Gone are the reasons volunteered by Steve Hansen to exonerate his team for some of the worst defeats Welsh rugby has seen. International rugby, Mike Ruddock knows, is all about winning Test matches.

Ask the Welsh players whether they would prefer a dreary 9-6 victory or yet another glorious defeat and they would plump for the scalp they so desperately need every time. But ask the Welsh public and they will demand both - therein lies the conundrum.

"After last week's two-point defeat [38-36] to South Africa I told the players that we could not be upbeat about the game. We cannot be satisfied with coming close, we have to start winning - that's what Test rugby is about," said Ruddock, Hansen's successor as Wales coach. "We want to play entertaining rugby, but results must go with it."

Hansen's reasoning was a product of the situation in which he found himself following the short-sightedness of predecessor Graham Henry, now his boss with the All Blacks. He used last summer's meeting with the eastern Europeans to give 15 second-stringers a token chance at claiming a World Cup berth. Among them, in charge of the team under a one-match loan, was Ruddock.

"It gave me a real insight into the pressures of being Wales coach. Wales had lost 10 on the trot so what should have been a straight-forward victory became a highly-pressurised cup final-type situation. The fact that we performed undoubtedly helped my case when the interview for the Wales job came up." Now, Ruddock has his head firmly on the block.

A few new faces but no new caps, the emphasis is on winning, well ahead of next week's clash with the All Blacks. "I want continuity - we need to build combinations, especially given the New Zealand game approaching, but that comes behind the priority of beating Romania," said Ruddock.

Romania have beaten Wales twice in their seven previous meetings and though they are without key No 8 Ovidiu Tonita, they feature nine French-based players, including the Biarritz prop Petru Balan who scored a try in that meeting last summer.

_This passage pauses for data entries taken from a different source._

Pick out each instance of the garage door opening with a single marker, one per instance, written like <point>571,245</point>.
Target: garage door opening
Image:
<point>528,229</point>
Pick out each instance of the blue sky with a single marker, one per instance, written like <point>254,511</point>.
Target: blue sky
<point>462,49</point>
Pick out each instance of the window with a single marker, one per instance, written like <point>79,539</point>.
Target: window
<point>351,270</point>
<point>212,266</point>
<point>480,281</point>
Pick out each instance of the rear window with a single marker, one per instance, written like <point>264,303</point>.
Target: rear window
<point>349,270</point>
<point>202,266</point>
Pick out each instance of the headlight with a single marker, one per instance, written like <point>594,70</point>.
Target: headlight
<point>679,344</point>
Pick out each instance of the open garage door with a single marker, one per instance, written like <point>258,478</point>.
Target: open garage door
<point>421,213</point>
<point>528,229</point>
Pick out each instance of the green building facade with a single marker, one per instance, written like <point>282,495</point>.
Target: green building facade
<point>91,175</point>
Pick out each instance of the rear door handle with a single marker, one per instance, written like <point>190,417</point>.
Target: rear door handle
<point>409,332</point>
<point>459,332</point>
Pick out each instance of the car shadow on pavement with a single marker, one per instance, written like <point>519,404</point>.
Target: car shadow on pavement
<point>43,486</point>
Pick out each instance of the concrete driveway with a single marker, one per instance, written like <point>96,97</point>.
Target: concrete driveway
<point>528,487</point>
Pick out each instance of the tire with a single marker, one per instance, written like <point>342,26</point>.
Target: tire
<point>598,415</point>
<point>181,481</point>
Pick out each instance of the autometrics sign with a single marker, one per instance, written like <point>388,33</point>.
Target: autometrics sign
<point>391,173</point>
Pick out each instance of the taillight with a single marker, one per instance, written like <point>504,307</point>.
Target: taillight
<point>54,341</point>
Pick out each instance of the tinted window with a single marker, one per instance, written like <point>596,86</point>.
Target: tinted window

WALES: G Thomas (Toulouse, capt); R Williams, T Shanklin (Cardiff Blues), G Henson, H Luscombe (Newport Gwent Dragons); Stephen Jones (Clermont-Auvergne), D Peel (Llanelli Scarlets); G Jenkins (Cardiff Blues), M Davies (Neath), A Jones (Neath-Swansea Ospreys), G Llewellyn (Narbonne), L Charteris (Newport Gwent Dragons), Dafydd Jones (Llanelli Scarlets), M Owen (Newport Gwent Dragons), C Charvis (Newcastle). Replacements: Steve Jones (Newport Gwent Dragons), Duncan Jones, J Thomas (Neath-Swansea Ospreys), M Williams (Cardiff Blues), G Cooper, C Sweeney (Newport Gwent Dragons), S Parker (Neath-Swansea Ospreys).

ROMANIA: V Marftei (Aurillac); V Ghioc (Dinamo Bucuresti), R Sauan (Rugby Rovigo), R Gonteineac (Aurillac), I Todorescu (U Cluj); I Tofan, L Sirbu (Metro Racing); P Balan (Biarritz Olimpique), B Zebega (Steaua Bucuresti),

M Socaciu (Rugby Rovigo), F Tatu (Steaua Bucuresti), C Petre (Tarbes), C Mersoiu , A Tudori (Perigueux), A Petrache (Beziers). Replacements: R Mavrodin (Tarbes), B Balan (Bordeaux Begles), V Ursacheo (Contor Zennerarad), G Oprisororo (Perpignan), I Andrei (Steaua Bucharest), F Dobreo (Dinamo Bucharest), I Dimofte (Contor Zennerarad).

REFEREE: Kelvin Deaker (New Zealand).